Ross dénonce une campagne d’insultes de la part de Marocains. Christopher Ross a déclaré le mois dernier que c’était l’attitude marocaine qui a poussé les émissaires de l’ONU à jeter l’éponge, dont James Baker.
C’était prévisible. Après les récents témoignages sur sa mission en tant qu’envoyé personnel du secrétaire général de l’ONU de 2009 à 2017, l’Américain Christopher Ross a fait l’objet d’une vulgaire campagne d’insultes et d’injures orchestrée par le Makhzen. Le témoignage de Ross démontrait clairement les manœuvres du palais royal, ses louvoiements et ses mensonges sur la question sahraouie, ainsi que ses pertes de temps délibérés, avec l’aide de la France, durant le processus de négociations en vue d’aboutir à l’organisation d’un référendum d’autodétermination.
Ces commentaires d’une extrême vulgarité, dont certains ont été cités par M. Ross, interviennent en réaction à une publication dans laquelle il a notamment imputé au Maroc la responsabilité du blocage des efforts visant à inclure la surveillance des droits de l’homme dans le mandat de la Mission des Nations unies pour le référendum au Sahara occidental (Minurso).

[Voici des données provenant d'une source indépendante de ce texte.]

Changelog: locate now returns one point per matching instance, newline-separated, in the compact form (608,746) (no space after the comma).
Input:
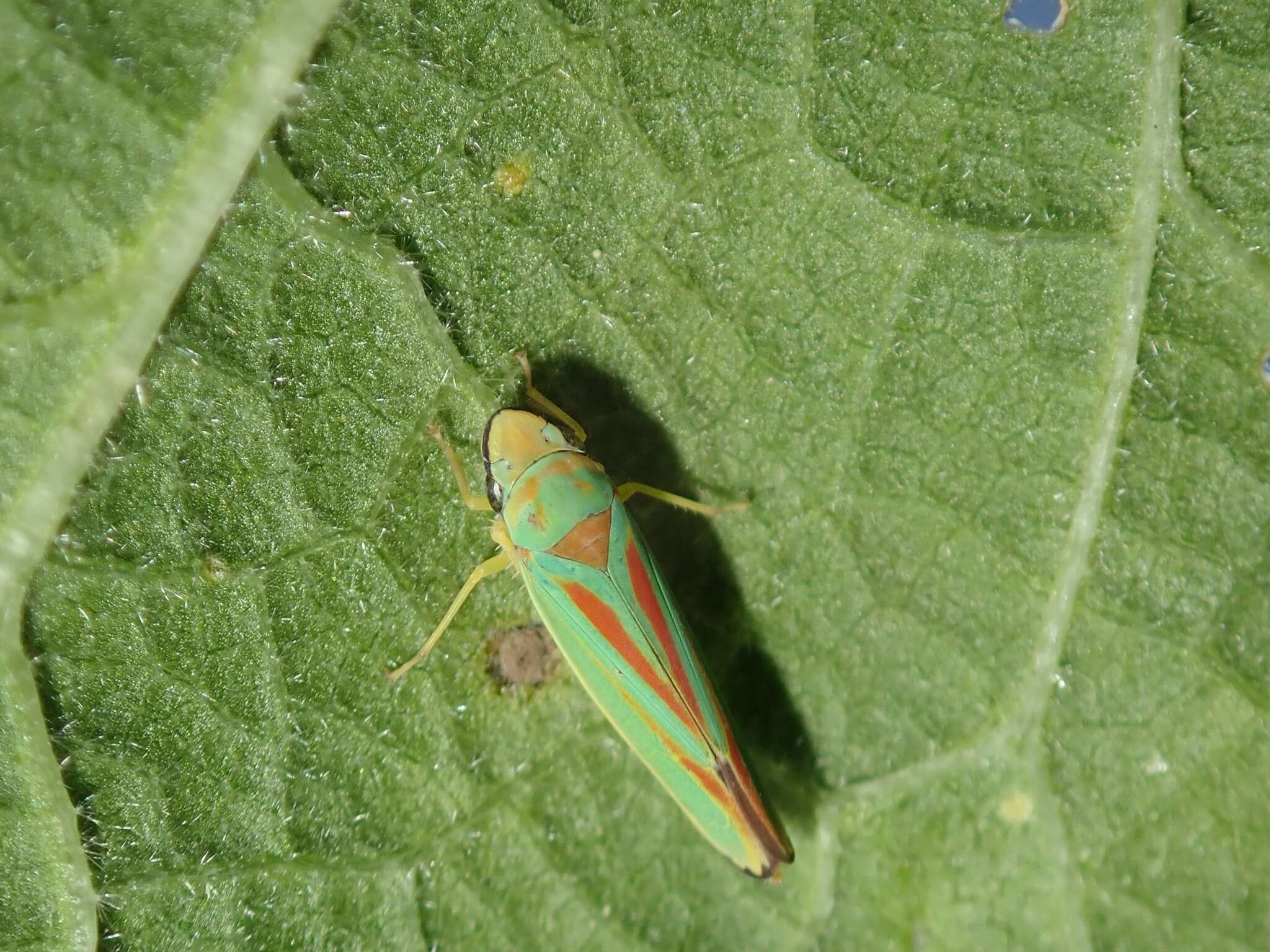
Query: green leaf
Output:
(975,319)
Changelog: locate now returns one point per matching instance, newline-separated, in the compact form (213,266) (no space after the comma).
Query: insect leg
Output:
(482,571)
(629,489)
(473,500)
(536,397)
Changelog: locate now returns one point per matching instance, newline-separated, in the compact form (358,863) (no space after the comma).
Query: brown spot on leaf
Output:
(522,656)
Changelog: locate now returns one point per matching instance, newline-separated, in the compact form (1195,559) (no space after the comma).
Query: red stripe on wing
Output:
(610,627)
(643,587)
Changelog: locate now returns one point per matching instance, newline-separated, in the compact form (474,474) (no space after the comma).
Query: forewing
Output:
(605,645)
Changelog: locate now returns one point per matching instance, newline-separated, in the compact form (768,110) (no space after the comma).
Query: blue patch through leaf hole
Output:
(1037,15)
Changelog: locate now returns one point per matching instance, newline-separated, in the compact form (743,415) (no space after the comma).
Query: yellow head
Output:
(513,441)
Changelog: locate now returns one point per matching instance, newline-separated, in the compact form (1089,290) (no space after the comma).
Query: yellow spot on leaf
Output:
(1015,808)
(512,178)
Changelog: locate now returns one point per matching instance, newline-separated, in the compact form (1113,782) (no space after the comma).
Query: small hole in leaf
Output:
(522,656)
(1037,15)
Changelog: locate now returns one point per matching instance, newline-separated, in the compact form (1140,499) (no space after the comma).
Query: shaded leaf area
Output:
(746,283)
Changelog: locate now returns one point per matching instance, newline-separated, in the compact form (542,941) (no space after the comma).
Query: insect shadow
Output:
(633,444)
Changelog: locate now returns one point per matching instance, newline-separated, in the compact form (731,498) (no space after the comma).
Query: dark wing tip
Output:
(769,832)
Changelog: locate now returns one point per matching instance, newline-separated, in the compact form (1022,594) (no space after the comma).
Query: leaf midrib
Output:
(136,296)
(1160,154)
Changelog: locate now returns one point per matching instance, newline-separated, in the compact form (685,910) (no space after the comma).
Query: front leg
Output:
(482,571)
(629,489)
(471,500)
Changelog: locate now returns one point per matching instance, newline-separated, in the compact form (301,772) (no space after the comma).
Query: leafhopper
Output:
(566,528)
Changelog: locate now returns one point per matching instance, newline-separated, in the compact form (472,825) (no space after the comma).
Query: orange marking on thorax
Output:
(587,542)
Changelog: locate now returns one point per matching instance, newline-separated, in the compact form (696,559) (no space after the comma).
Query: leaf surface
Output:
(977,320)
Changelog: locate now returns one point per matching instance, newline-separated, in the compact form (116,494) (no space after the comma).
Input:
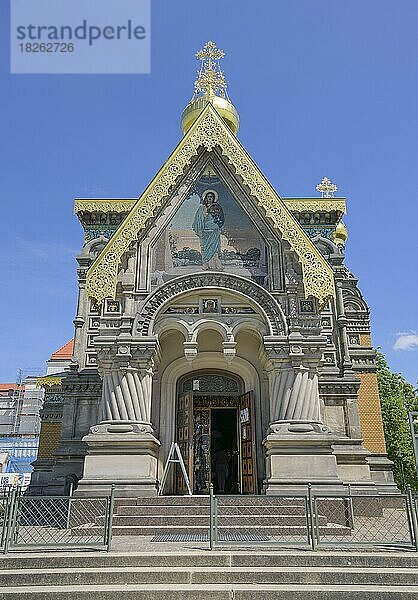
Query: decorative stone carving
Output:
(263,298)
(210,132)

Hier, alors que la question du Sahara occidental fait l’objet d’intenses débats au Conseil de sécurité pour adopter une résolution sur la prolongation de la mission de la Minurso et, probablement, l’élargissement de ses prérogatives, notamment concernant l’observation des droits de l’homme dans le territoire occupé, l’ancien diplomate onusien a dénoncé des insultes “vulgaires” proférées à son encontre par des Marocains à cause de ses positions sur le conflit dans ce territoire non autonome. Il a, par la même occasion, réitéré son soutien au droit du peuple sahraoui à l’autodétermination.
“Je ne cesse d’être étonné par les commentaires des internautes marocains quand ils lisent quelque chose qui ne reflète pas entièrement leur pensée et celle de leur gouvernement sur le Sahara occidental”, a écrit Christopher Ross sur son compte Facebook, déplorant “des attaques personnelles vulgaires”.
“De nombreux commentateurs ont choisi d’ignorer que le sujet principal était les droits de l’homme”, s’est-il offusqué, relevant que sa principale préoccupation est que le plan de règlement au Sahara occidental “soit le résultat de véritables négociations entre le Maroc et le Front Polisario, les deux parties engagées dans ce conflit depuis 1975, conformément aux résolutions successives du Conseil de sécurité”.
“En d’autres termes, mon intérêt porte sur l’intégrité du processus de négociation, et non sur son résultat”, a-t-il assuré.
A cet égard, l’ancien envoyé personnel du secrétaire général de l’ONU pour le Sahara occidental a tenu à souligner trois réalités que toute négociation doit prendre en compte pour être véritablement authentique.
Il a rappelé que “le Sahara occidental est un territoire non autonome séparé du Maroc, comme l’attestent la Cour internationale de justice, les plus hautes juridictions européennes, le secrétariat et les agences de l’ONU, et la plupart des pays du monde”, assurant que “la proclamation de l’ancien président américain Donald Trump n’a rien fait pour changer cette réalité”.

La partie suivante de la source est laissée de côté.